2020-09-28: My report card to my mother

On July 28, 2020, I defended my PhD dissertation --- Bootstrapping Web Archive Collections From Micro-Collections in Social Media --- a culmination of an 12-year journey that began when I arrived the US from Nigeria in 2007.
Alexander C. Nwala, PhD Thesis: Bootstrapping Web Archive Collections From Micro-Collections in Social Media
I remain grateful to God and many who made this possible beginning with my father Alexander E. Nwala, my mother, Comfort C. Nwala whose vision I have realized, and my supervisors, Dr. Michael Nelson and Dr. Michele Weigle for guiding me through every paved and dirt road along my journey. I am very excited to join the Observatory on Social Media (OSoMe) and Networks & agents Network (NaN) research group at Indiana University as a post-doc, under the supervision of Dr. Filippo Menczer. My research would focus on (mis/dis)information diffusion and the detection and countering of online manipulation.

Summarizing the trajectory of my PhD research over the past six years is not an easy task. This blog post is an attempt. 

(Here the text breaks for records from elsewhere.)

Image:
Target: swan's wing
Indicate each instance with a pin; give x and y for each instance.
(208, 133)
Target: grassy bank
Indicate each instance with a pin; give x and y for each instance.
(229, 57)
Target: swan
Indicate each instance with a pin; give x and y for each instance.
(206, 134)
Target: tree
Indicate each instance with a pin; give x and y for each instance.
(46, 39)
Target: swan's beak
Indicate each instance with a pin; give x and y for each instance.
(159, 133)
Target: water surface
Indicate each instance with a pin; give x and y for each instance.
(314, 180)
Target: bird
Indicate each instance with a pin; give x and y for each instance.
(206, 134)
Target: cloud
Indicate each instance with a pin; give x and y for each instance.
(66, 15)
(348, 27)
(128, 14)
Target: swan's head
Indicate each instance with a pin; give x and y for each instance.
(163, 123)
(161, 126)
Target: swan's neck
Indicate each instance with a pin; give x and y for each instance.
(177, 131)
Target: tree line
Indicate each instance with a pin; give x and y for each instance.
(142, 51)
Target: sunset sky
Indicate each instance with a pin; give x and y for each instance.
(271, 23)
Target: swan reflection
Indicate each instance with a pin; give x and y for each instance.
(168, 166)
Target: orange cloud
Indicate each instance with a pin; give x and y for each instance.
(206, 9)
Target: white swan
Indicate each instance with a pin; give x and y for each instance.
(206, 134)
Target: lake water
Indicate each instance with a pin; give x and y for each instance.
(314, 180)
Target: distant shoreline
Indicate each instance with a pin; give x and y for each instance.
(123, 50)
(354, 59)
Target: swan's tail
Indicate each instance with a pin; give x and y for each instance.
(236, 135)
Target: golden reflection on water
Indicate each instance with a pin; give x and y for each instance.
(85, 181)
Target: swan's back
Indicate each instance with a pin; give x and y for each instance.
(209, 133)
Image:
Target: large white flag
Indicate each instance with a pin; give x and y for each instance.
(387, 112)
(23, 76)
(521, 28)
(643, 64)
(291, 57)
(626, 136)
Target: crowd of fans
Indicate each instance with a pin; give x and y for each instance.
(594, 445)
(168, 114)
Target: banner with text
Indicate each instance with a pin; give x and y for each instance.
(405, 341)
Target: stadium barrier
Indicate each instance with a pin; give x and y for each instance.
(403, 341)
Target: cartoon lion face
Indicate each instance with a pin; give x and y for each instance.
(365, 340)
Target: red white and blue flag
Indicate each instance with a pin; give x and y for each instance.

2014 -- 2017: Twitter Bots, SERPs, Local News, & Media Manipulation 
I joined WS-DL in May 2014, having just concluded my Master's thesis (Generating Combinatorial Objects: A New Perspective) where I re-invented the wheel by developing a method to generate Combinations as part of the broader task of enumerating the combinatorial states of placing balls into bins. My PhD research began with two Twitter bots ICanHazMemento and What Did It Look Like. The former archives URLs on Twitter when invoked with the hashtag #icanhazmemento, the latter generates an animated GIF showing what a website looked like over the years, and posts it on a Tumblr blog.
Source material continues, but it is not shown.